SETA Ankara’da ‘’Türkiye’deki Suriyelilerin Eğitiminde Yol Haritası: Fırsatlar ve Zorluklar’’ başlıklı bir panel düzenlendi. SETA Genel Koordinatör Yardımcısı Muhittin Ataman’ın koordinatörlüğünde gerçekleşen panelde; UNICEF Türkiye Temsilcisi Philippe Duamelle, Milli Eğitim Bakanlığı Müsteşar Yardımcısı Ercan Demirci ve SETA Eğitim Birimi Araştırmacısı İpek Coşkun konuşmacı olarak yer aldılar.
Coşkun: “Eğitim ve istihdam olanakları sağlanmaması durumunda kayıp bir Suriyeli nesil ortaya çıkabilir”
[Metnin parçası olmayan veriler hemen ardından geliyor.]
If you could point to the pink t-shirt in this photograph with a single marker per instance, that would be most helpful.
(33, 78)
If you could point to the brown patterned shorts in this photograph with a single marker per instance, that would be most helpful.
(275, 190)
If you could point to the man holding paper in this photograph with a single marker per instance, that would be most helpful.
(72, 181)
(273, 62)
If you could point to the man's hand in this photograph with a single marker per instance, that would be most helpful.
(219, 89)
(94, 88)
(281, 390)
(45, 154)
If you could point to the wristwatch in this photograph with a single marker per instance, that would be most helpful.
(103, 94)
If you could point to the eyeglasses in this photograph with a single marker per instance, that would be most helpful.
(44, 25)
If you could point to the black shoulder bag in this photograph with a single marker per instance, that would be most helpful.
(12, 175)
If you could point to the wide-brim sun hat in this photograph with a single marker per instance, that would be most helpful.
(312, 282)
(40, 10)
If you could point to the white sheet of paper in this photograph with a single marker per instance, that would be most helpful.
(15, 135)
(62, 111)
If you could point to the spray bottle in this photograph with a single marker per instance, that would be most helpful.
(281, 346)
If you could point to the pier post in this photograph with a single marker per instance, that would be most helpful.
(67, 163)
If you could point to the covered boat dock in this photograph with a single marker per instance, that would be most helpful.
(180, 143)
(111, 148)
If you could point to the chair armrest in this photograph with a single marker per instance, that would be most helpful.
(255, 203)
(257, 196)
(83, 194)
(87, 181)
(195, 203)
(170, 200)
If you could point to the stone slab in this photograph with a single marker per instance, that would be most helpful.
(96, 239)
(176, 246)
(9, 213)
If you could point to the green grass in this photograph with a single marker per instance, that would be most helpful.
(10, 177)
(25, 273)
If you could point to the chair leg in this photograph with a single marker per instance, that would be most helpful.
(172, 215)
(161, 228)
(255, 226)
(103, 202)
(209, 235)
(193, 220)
İlk konuşmacı olan SETA Eğitim Birimi Araştırmacısı İpek Coşkun, SETA’nın hazırladığı “Türkiye’deki Suriyelilerin Eğitiminde Yol Haritası” raporunun sunuşunu gerçekleştirdi. Konuşmasında Coşkun, Milli Eğitim Bakanlığı ve Göç İdaresi Genel Müdürlüğü’nden alınan verilerle Türkiye’deki eğitim çağındaki Suriyeli çocukların genel bir profilini çıkardı. Bu verilere göre Türkiye’de 0-18 yaş aralığında okullaşması beklenen 1.277.018 çocuğun mevcut olduğunu belirten Coşkun, bunun dinamik bir nüfus olmasının bir avantaj olduğunu ancak eğitim ve istihdam olanakları sağlanamazsa bunun dezavantajlı bir duruma dönüşüp kayıp bir nesil ortaya çıkabileceğini ifade etti.Diğer önemli bir husus olarak 0-4 yaş grubuna da değinen Coşkun, bu gruptaki çocukların Türkiye’de doğduğunu ve sayılarının 364 bin 974 gibi oldukça ciddi bir sayıya sahip olduğunu ve bu yaş grubunun da okullaşması gerektiğinden bahsetti. Bunlara ek olarak, Türkiye’de okullaşan toplam Suriyeli çocuk sayısının 311.259 olduğuna değinen Coşkun, hala okullaşamamış olan 523.583 çocuk daha olduğunu belirtti. Coşkun, bunun hem Türkiye için hem de Suriye’nin geleceği için endişe verici olduğunu ifade etti. Okullaşan kız çocuklarının sayısının erkek çocuklardan daha fazla olduğunu ifade eden Coşkun, bunun sebebinin erkek çocuklarının ailelerine destek olmak amacıyla çalışmaları olduğunu belirtti. Coşkun, sınıf düzeylerine göre bakıldığında ise ilköğretimde okullaşma anlamında ciddi bir sıkıntı yokken, ortaöğretimde özellikle ara sınıflarda öğrenci sayısının azaldığını ifade etti.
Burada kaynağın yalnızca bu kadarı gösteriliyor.